Gaiman explained away the cosmetic change by referring to the difficulties of filming Batman in his comic-accurate mask with whitened eyes and how audiences need to see characters’ true eyes to convey emotions properly onscreen. Sandman has a bounty of story told only via wordless panels, and showrunners will assuredly adapt more to film-friendly methods.
3 Welcoming Audiences Unfamiliar With The Source Material
Gaiman’s landmark series was known for its many groundbreaking components. Its long-form serialized story arc explored in depth an array of mature themes deep within human experience. Dream himself, along with his Endless family, is an anthropomorphized personification of an abstract idea of existence, and his adventures largely center around history and fable.
The Sandman is essentially a meta-story about stories, one of Gaiman’s undeniable master craft strokes, and it may be that some of the archetypes, themes, and motifs in the source material might be out of range of the average viewers’ understanding, which may force the adaptation to perhaps pare down some of the more elusive academia.
2 Let’s Get Biblical
There’s so much mythology and philosophical exploration throughout The Sandman that it’s hard to keep track of the varied tracks Gaiman manages to paint across his vast canvas. His visitations upon the Christian mythos are prevalent throughout the story. Two of the main supporting characters in the Dreaming are Cain and Abel of biblical lore, who often do exactly what they were heralded to do, over and over.
Dream’s visits to Hell, the possibly unpopular yet significant presence of fallen angel Lucifer, and the references to Heaven and the Silver City as well as the appearances of angels Remiel and Duma all may challenge conventional conceptions of Christian faith and might be addressed differently in the series.
1 Setting Up A Sequel
Diehard fans may wonder how long The Sandman might continue on its Netflix platform and whether it will transcend the official ending in Gaiman’s books. Of course, that’s dependent on whether the show is received well by audiences and draws strong ratings.

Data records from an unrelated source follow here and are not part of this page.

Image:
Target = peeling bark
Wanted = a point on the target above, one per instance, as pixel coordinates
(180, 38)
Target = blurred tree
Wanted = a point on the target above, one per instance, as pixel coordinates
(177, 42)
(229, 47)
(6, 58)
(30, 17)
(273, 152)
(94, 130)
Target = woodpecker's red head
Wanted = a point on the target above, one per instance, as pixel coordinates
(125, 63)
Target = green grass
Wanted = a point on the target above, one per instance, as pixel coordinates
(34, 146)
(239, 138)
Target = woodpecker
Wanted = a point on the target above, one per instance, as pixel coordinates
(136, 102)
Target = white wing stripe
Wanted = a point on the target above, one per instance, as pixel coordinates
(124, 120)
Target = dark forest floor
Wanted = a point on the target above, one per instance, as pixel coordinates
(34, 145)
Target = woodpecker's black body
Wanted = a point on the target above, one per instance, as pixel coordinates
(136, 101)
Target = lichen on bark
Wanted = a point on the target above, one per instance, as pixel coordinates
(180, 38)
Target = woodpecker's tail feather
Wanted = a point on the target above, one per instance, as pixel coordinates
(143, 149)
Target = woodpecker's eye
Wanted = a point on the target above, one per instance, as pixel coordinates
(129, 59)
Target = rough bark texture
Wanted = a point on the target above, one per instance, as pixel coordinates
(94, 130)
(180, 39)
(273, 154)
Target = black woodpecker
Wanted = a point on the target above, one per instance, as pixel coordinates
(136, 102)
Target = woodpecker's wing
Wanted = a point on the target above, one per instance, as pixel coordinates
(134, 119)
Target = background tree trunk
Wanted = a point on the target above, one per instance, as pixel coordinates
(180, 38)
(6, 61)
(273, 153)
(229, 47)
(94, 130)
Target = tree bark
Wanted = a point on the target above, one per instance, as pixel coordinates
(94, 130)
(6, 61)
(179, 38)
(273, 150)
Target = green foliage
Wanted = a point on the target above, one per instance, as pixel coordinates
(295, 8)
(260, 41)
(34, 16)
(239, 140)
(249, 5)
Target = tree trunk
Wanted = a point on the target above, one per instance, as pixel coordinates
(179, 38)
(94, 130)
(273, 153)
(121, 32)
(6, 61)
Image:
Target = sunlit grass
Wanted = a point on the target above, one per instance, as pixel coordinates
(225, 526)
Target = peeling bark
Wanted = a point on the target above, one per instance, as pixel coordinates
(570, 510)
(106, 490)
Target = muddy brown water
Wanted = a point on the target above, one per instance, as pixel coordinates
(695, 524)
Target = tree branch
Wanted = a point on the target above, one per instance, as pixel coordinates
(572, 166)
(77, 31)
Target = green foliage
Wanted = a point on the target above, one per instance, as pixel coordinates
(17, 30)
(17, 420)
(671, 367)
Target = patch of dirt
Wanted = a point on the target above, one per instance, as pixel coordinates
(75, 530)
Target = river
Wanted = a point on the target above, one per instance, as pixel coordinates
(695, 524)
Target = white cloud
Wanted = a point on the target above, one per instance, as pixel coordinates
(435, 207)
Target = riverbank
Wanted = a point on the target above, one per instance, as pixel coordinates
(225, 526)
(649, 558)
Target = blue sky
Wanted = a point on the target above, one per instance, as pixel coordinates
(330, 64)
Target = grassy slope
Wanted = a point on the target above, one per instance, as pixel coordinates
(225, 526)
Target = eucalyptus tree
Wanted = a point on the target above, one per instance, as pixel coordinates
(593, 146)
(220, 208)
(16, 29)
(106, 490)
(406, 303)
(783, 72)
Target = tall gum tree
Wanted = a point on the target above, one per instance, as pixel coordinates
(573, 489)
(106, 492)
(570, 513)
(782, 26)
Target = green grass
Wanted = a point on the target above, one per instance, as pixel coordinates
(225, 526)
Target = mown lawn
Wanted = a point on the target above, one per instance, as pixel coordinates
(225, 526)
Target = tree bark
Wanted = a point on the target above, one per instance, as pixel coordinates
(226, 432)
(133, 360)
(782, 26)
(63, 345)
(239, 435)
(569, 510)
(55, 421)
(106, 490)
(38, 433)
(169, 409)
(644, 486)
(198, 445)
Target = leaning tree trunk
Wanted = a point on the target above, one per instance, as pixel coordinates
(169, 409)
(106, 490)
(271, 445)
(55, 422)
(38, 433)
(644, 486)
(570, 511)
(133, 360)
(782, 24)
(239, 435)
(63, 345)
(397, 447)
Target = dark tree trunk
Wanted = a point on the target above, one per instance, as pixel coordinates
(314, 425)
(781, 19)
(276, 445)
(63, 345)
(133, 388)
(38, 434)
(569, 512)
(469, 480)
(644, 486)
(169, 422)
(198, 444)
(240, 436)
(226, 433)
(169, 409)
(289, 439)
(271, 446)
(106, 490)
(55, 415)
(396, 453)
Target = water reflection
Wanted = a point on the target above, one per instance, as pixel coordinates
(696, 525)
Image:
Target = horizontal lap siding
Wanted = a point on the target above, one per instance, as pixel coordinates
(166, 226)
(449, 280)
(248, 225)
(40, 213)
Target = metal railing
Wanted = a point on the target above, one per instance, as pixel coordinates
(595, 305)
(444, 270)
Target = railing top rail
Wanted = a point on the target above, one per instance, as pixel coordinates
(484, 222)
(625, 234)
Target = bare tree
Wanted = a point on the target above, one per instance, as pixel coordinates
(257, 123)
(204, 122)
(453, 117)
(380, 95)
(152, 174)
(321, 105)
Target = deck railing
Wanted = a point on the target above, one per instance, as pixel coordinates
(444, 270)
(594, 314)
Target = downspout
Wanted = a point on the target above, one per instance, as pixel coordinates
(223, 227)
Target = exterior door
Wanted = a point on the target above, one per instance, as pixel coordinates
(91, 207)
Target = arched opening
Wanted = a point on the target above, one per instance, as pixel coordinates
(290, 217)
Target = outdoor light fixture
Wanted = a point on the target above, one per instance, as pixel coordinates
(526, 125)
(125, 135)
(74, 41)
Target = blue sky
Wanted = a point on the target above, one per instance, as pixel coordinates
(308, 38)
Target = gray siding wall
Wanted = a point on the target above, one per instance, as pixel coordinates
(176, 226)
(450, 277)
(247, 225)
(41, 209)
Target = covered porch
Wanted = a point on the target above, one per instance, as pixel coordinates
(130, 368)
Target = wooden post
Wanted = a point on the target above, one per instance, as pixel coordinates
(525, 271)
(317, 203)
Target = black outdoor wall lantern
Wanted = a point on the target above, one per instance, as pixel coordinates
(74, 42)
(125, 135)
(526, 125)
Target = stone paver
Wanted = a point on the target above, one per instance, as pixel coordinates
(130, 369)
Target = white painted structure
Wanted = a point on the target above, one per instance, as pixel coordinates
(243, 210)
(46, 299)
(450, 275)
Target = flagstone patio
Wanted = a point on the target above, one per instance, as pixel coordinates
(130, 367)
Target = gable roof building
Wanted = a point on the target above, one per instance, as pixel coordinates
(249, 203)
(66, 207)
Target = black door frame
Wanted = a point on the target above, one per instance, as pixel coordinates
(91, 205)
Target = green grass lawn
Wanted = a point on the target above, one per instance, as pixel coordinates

If the first season is any indication, it appears the series may incorporate two or three books per season, though it’s likely Brief Lives and The Kindly Ones story arcs will garner their own seasons given their lengths. Should the series continue to be popular even beyond its somewhat final climax, it may be that show writers might tweak The Wake’s source material to suit future programming.